CAMPBELL:“Did Mrs. Rice object to giving it up?”
JANE:“No, sir.”
WELLING:“Then it’s all right?”
JANE:“No, sir. All wrong.”
WELLING:“All wrong?”
CAMPBELL:“How all wrong?”
MRS. CAMPBELL:“What’s all wrong, Jane?”
JANE:“Please, ma’am, may I have a drink of water? I’m so dry I can’t speak.”
MRS. CAMPBELL:“Yes, certainly.”
CAMPBELL:“Of course.”
WELLING:“Here.” They all pour glasses of water and press them to her lips.
JANE,pushing the glasses away, and escaping from the room: “They thought Mrs. Campbell was in a great hurry for Miss Rice to have the letter, and they sent off the man with it to meet her.”
VII
[MRS. CAMPBELL; WELLING; CAMPBELL]
MRS. CAMPBELL:“Oh, merciful goodness!”
WELLING:“Gracious powers!”
CAMPBELL:“Another overruling providence. Now you are in for it, my boy! So is Amy. And so am I–which is still more to the point.”
MRS. CAMPBELL:“Well, now, what shall we do?”
CAMPBELL:“All that we can do now is to await developments: they’ll come fast enough. Miss Rice will open her letter as soon as she gets it, and she won’t understand it in the least; how could she understand a letter in your handwriting, with Welling’s name signed to it? She’ll show it to Miss Greenway–“
WELLING:“Oh, don’t say that!”
CAMPBELL:“–Greenway; and Miss Greenway won’t know what to make of it either. But she’s the kind of girl who’ll form some lively conjectures when she reads that letter. In the first place, she’ll wonder how Mr. Welling happens to be writing to Miss Rice in that affectionate strain–“
MRS. CAMPBELL,in an appealing shriek: “Willis!”
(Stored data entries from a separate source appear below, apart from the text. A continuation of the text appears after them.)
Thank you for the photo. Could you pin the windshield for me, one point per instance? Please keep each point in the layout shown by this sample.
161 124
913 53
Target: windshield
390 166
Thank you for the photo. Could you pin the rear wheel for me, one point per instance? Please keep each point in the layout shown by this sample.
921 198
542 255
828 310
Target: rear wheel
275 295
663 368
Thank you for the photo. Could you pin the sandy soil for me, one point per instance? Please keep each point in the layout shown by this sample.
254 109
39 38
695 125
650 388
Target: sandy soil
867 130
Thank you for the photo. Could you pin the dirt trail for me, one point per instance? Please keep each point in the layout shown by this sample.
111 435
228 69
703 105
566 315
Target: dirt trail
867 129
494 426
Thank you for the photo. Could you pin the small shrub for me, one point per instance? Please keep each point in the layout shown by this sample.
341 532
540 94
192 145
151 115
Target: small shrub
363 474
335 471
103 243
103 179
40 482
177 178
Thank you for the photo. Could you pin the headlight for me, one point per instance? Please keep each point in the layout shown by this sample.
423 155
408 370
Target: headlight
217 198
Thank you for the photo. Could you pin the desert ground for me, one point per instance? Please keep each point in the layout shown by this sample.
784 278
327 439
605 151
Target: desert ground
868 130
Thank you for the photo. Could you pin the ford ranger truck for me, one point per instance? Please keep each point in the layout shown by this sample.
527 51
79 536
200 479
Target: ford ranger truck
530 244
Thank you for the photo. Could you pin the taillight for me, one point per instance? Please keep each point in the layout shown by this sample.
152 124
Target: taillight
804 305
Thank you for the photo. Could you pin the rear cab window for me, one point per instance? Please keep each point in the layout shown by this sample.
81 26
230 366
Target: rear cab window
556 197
CAMPBELL:“–And she naturally won’t believe he’s done it. But then, when Miss Rice tells her it’s your handwriting, Amy, she’ll think that you and Miss Rice have been having your jokes about Mr. Welling; and she’ll wonder what kind of person you are, anyway, to make free with a young man’s name that way.”
WELLING:“Oh, I assure you that she admires Mrs. Campbell more than anybody.”
MRS. CAMPBELL:“Don’t try to stop him; he’s fiendish when he begins teasing.”
CAMPBELL:“Oh, well! If she admires Mrs. Campbell and confides in you, then the whole affair is very simple. All you’ve got to do is to tell her that after you’d written her the original of that note, your mind was so full of Mrs. Campbell and her garden-party that you naturally addressed it to her. And then Mrs. Campbell can cut in and say that when she got the note she knew it wasn’t for her, but she never dreamed of your caring for Miss Greenway, and was so sure it was for Miss Rice that she sent her a copy of it. That will make it all right and perfectly agreeable to every one concerned.”